Denkmögliche Anwendung des PD 7735 im Anlassverfahren.

Richtet sich in einem Rechtsmittel die an der Baubewilligung geübte Kritik entweder ausdrücklich oder auch bloß der Sache nach gegen die Bebauungsbestimmungen, so liegt hierin auch eine gegen den Bekanntgabebescheid gerichtete Berufung. In der Entscheidung der Berufungsbehörde über die Baubewilligung ist der Bekanntgabebescheid mitumfasst. Die Entscheidung der Berufungsbehörde entfaltet in jede Richtung, sowohl für die Baubewilligung als auch für den Bekanntgabebescheid ihre Wirkung (VfSlg 12743/1991). Somit ist der der Baubewilligung zugrunde liegende Flächenwidmungsplan präjudiziell.

Unzulässigkeit des Hauptantrags, da das Plandokument die von der Antragstellerin zur Abgrenzung des Aufhebungsumfanges verwendeten Haus- bzw Ordnungsnummern nicht aufweist.

Zulässigkeit jedoch des Eventualantrags; Bezugnahme auf die im Plandokument enthaltenen Himmelsrichtungen, Straßenbezeichnungen und die festgelegte Widmung.

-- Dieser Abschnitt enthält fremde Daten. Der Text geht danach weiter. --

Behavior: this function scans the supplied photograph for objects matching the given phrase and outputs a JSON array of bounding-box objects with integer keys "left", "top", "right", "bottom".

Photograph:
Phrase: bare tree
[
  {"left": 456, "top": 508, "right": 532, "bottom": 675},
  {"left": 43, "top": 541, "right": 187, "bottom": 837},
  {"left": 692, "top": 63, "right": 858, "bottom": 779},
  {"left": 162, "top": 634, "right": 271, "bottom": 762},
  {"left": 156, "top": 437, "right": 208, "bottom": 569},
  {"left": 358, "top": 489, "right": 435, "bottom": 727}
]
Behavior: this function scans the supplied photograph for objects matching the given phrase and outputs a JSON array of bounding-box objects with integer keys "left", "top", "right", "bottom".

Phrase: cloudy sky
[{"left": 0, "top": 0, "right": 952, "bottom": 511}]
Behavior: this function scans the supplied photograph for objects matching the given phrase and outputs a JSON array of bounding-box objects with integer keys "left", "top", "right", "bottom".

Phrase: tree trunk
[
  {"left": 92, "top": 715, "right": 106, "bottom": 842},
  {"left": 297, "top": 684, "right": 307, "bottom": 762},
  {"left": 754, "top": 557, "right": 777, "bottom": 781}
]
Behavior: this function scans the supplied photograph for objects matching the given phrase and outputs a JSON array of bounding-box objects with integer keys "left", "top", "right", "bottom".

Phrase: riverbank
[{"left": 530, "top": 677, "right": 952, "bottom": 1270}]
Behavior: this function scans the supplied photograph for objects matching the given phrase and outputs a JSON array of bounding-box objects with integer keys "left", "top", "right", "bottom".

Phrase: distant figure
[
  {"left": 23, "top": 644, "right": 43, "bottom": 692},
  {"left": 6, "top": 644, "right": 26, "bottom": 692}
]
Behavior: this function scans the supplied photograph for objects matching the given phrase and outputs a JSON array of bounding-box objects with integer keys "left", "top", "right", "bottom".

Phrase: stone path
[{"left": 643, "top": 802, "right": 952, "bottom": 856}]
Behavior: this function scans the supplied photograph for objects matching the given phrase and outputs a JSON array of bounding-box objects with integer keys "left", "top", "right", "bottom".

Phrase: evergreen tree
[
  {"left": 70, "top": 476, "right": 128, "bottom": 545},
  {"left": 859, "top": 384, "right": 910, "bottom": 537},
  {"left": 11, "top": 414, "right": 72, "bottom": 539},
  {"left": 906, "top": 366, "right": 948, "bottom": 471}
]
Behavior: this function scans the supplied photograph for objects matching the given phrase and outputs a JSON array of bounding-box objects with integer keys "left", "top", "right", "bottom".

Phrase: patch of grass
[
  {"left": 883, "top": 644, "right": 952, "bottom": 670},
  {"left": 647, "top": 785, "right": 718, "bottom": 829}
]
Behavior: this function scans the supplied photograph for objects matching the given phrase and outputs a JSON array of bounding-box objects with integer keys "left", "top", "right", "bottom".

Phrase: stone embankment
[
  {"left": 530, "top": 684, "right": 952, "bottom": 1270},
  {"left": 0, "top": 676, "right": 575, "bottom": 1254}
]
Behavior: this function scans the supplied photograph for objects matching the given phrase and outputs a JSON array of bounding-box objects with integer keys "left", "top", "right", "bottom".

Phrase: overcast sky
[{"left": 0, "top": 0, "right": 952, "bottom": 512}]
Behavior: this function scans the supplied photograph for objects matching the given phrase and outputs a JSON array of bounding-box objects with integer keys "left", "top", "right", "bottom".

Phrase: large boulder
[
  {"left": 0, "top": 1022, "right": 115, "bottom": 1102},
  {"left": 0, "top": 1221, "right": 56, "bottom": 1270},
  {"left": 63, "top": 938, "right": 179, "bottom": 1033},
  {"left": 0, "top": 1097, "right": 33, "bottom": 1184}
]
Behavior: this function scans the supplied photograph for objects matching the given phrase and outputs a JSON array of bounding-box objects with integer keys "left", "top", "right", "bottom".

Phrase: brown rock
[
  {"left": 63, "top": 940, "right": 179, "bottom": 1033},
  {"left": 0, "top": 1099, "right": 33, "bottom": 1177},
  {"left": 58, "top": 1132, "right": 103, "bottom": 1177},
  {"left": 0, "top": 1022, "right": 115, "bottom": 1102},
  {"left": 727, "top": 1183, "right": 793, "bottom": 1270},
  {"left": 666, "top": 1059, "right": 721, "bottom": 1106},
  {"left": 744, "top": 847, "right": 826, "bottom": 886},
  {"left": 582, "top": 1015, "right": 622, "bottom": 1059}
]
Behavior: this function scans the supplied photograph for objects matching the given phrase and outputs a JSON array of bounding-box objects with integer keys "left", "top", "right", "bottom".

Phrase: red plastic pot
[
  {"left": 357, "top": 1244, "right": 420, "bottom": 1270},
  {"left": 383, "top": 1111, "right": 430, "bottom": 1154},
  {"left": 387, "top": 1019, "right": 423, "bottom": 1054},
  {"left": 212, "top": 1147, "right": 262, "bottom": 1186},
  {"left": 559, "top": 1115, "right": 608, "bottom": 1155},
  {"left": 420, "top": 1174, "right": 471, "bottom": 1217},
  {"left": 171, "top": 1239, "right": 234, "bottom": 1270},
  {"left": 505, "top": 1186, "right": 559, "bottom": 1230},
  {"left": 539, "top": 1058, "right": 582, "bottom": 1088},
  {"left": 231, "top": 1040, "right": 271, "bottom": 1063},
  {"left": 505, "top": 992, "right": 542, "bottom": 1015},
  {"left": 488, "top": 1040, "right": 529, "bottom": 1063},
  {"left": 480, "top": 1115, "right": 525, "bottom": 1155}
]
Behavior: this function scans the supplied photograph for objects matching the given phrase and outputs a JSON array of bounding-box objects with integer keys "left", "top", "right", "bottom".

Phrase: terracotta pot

Der Vorlagebericht des PD 7735 enthält eine Interessenabwägung, in der der Verordnungsgeber umfangreich auf die angestrebten Ziele und Entwicklungen und ihre Umsetzung eingeht. Dem Vorlagebericht zum PD 7735 ist ausdrücklich eine Abwägung zwischen der Bedachtnahme auf den Bau- und Nutzungsbestand sowie der Vorsorge für der Erholung dienende Grünflächen durch entsprechende Widmungen und durch Entkernung und Begrünung der Innenhöfe zu entnehmen.

Die in großen Teilen des Gebietes des PD 7735 vorgesehene Baufluchtlinie von 12,00 m ist, wie die Verordnungsakten belegen, aus historischen Entwicklungen hervorgegangen.

Legt der Verordnungsgeber aus Gründen des Ortsbildschutzes eine Widmung fest, dann ist es schon aus Gründen der Widmungskontinuität grundsätzlich nicht rechtswidrig, wenn er in nachfolgenden Änderungen des Bebauungsplans diese Art der Bebauung unverändert lässt. Es muss sich der Verordnungsgeber bei der Festlegung und Zielfindung eines Flächenwidmungs- und Bebauungsplanes auch nicht an den bestehenden Eigentumsverhältnissen zu orientieren.

Der Verordnungsgeber hat seinen planerischen Gestaltungsspielraum nicht überschritten, wenn er nach umfangreicher Interessenabwägung und wegen der erhöhten Bestandskraft von Flächenwidmungen die bereits bestehenden Festlegungen beibehält und somit eine Fortschreibung der bestehenden Widmung vornimmt. Schreibt der Verordnungsgeber nach umfangreicher Interessenabwägung bereits bestehende Festlegungen fort, liegt dies in seinem planerischen Gestaltungsspielraum und ist daher nicht als rechtswidrig anzusehen.

Der für gemischte Wohngebiete nach §6 Abs8 Wr BauO geltende, vom Verwaltungsgericht aus der Judikatur (VfSlg 12468/1990) abgeleitete Grundsatz einer möglichsten Vermeidung gegenseitiger Beeinträchtigungen, bei dem es weitestgehend um den Immissionsschutz gegen bestimmte Betriebstypen geht, kann nicht allgemein auf die Situation in Wohngebieten gemäß §6 Abs6 Wr BauO übertragen werden. Auch stellt die Bestimmung keine Anforderung an die inhaltliche Ausgestaltung von Flächenwidmungs- und Bebauungsplänen dar.